Verses covered in this passage:

  • Matthew 10:21
  • Matthew 10:22

Jesus puts the disciples on notice that there is a high cost to following Him but there is great reward for those who endure it to the end.

The parallel gospel accounts of this teaching are found in Mark 13:12-13 and Luke 21:16-17.

Jesus lets the twelve know that the cost of following Him will not only result in physical pain. It will also cost them their families and their lives. Brother will betray brother to death, and a father his child; and children will rise up against parents and cause them to be put to death. Jesus is telling them that if they are to follow Him their commitment will lead to some hard choices. And it is better for them to decide now before those difficulties come to continue down this path. Christ is functionally asking them: Are you willing to be betrayed by your own brother, father, or child for My sake? And if they are not willing to endure these hardships, including death at the betrayal from their own family, then they should not follow Him. Jesus selected zealots who would die for the cause, but is making it clear to them the cost of following Him.

He continues, You will be hated by all because of My name. God’s kingdom is at total odds with the world’s kingdom. As Jesus taught in the Sermon on the Mount, “No one can serve two masters” (Matthew 20:24).
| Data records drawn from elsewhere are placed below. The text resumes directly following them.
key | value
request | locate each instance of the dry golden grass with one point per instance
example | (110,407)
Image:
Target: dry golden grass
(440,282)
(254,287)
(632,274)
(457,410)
Christ calls us to love God by obeying His commands, seeking His righteousness and harmony with Him, and using our time and talents to generously serve other people’s needs and interests without expectation of their reward, but seeking reward from God. The kingdom’s time horizon is eternal, and its focus is spiritual.

The world is the opposite. It demands that we love it by slavishly following its patterns, seeking its version of righteousness and harmony with its twisted standards. The world says to exploit; to take advantage of people through manipulation and force to get what you want at the expense of others. Rejecting the world to live in Christ’s name will bring hatred from all who are in the world. When the light of truth shines on darkness, the darkness returns hate. The world’s time horizon is now, and its focus is on satisfying physical appetites.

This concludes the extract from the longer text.